So I got this book in the mail yesterday. I try really hard to remain positive about everything, but at heart, I'm a cynic. When I entered this Photographer's Forum contest I suspected it was probably a ploy to sell books rather than a true "contest," but I thought it would be better to enter and remain hopeful. It seemed likely to me that virtually everyone that entered the contest would be published in the book, thus increasing the number of potential book purchasers. Let's face it, is there really an audience for a book like this beyond the included photographers, their schools (which I know they solicited,) or their friends and family. When I received notification that I was a finalist, I had the same nagging feeling but in the interest of optimism, I pre-ordered a copy of the book anyway.
So, as I said, I got the book yesterday and it sucks to be proven right. This thing is crammed full of images. I'm not counting them all individually, but the book has about 280 pages. The first 16 pages are advertisements. The next 8 include the winning photos, one photo per page. 28 pages of honorable mentions follow, with three to four images on each page. Every page after that has 9 photos on it. A quick calculation comes up with an approximate number of 2086 total photographs. Multiply that by proud parents and school libraries and you've got a respectable number of books sold.

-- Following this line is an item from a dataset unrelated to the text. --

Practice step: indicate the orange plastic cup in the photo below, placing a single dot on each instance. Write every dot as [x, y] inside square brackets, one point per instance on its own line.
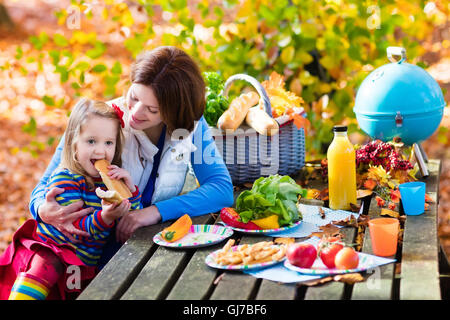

Still, I don't know, maybe 100,000 people entered this contest and they picked out the best 2000. There really are a lot of great shots in it. However, when looking through the book, I got to page 97 and noticed a picture with a date stamp on it. The kind of stamp that a consumer camera automatically puts in the corner of a picture so you can remember the date of your vacation or whatever. My apologies to Julie Wurgler if she reads this, but that photo has no business being in a book purported to represent the best photography of the year. Its a snapshot. The inclusion of that single picture negates everything this book and contest are supposed to be about and strongly suggests that I was correct in assuming that every entrant was included in the book.
I won't go into the quality of the winning photographs. I'll just say this: Since its completion in 2006, Anish Kapoor's Cloud Gate, the so-called "bean" of Millenium Park, is almost definitely the most photographed object in Chicago, and very possibly, the entire United States. At present, there are more than 40,000 pictures on Flickr tagged with "cloud gate," and who knows how many tagged with variations of the "bean" nickname. A photographer would have to do something very special to make a picture of the bean a work of art in its own right, rather than just a cliche touristy photo or a document of another artist's work. So far I haven't seen it happen.
On the optimistic side, this contest's entry fee was low, they sent me two issues of their magazine, which I was able to use for cutting up and adding to colleges, and I added a line under the bibliography section on my resume.